The research team have also found that, under normal conditions, vesicles or tiny bubbles containing the Notch activating protein Delta travel to the top of the daughter cell to a structure rich in actin.

They reveal that the specialized actin structure contains many membrane protrusions that increase the surface area of cells called microvilli.

Delta containing vesicles traffic to the microvilli under normal circumstances.

In the Arp3 mutants, there are significantly fewer microvilli, but the transport of Delta is compromised in Arp3 mutants, affecting the ability of Delta to activate Notch.

Calling it an important part of the research team's work, Bellen said that Delta is normally presented at the top of the actin structure. It is then encapsulated in the vesicles and travels to the basal, or bottom, of the structure. Delta then travels back to the top of the daughter cells.

Bellen's research team have discovered that the Arp2/3 complex and its activator WASp (Wiskott-Aldrich syndrome protein) function in these daughter cells to transport Delta vesicles to the apical region of the daughter cells.

The researchers say that the ability of Delta to activate Notch is compromised when this complicated trafficking of Delta does not occur.

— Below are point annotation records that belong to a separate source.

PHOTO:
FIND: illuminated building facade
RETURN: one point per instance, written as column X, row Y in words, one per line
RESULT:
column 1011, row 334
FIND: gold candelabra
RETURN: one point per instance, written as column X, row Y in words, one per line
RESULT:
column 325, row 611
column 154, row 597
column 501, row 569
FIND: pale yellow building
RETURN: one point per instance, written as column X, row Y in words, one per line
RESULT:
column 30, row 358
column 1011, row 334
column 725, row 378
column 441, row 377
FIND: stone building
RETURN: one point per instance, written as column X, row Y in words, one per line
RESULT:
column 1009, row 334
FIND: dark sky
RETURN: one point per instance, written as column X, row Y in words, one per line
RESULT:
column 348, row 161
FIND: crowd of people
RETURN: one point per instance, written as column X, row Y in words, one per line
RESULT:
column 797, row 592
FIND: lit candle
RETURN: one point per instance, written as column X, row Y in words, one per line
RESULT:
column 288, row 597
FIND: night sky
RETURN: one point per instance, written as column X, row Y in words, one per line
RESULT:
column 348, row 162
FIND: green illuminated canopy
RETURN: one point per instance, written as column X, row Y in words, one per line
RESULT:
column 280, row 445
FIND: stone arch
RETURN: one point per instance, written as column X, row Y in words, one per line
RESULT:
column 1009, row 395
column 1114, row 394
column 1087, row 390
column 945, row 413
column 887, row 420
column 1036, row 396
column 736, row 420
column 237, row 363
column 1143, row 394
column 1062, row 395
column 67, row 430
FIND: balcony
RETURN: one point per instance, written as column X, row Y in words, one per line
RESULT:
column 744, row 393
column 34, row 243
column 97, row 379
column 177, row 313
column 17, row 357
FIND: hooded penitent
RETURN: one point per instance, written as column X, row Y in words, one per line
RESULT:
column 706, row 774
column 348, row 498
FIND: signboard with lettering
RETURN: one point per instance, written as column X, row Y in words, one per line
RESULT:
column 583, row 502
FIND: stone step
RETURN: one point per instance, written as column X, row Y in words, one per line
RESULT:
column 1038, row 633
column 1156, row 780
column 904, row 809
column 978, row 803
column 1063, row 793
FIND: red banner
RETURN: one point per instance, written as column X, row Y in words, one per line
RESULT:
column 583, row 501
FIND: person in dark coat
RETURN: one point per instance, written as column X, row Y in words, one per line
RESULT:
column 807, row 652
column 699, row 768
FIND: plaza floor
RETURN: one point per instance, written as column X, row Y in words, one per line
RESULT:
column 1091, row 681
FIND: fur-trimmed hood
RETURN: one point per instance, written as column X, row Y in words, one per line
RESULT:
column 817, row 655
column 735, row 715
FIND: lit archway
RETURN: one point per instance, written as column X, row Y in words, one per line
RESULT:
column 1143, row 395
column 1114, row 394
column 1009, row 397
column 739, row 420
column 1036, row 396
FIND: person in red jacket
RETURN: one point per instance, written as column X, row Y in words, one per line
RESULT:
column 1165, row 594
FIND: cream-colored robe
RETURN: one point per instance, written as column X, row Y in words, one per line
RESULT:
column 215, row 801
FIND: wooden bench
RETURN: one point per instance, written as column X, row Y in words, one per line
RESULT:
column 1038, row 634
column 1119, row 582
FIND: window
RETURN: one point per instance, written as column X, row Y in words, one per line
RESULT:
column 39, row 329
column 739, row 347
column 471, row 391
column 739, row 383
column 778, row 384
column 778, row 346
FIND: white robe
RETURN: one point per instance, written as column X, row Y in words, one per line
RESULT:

"It is likely that whatever we have discovered here has a relationship to what is happening in the patients with Wiskott-Aldrich syndrome. The patients with Wiskott-Aldrich syndrome have mutations in a gene called WASp. WASp is an activator of the Arp2/3 complex. In our work we found that WASp is also required for the trafficking of Delta to the top of the actin structure," said Bellen.

Given that the gene WASp is mutated in the patients with Wiskott-Aldrich syndrome, Bellen and his colleagues' work suggests that defects in the presentation of Delta could explain the loss and dysfunction of T-cells in patients with Wiskott-Aldrich syndrome.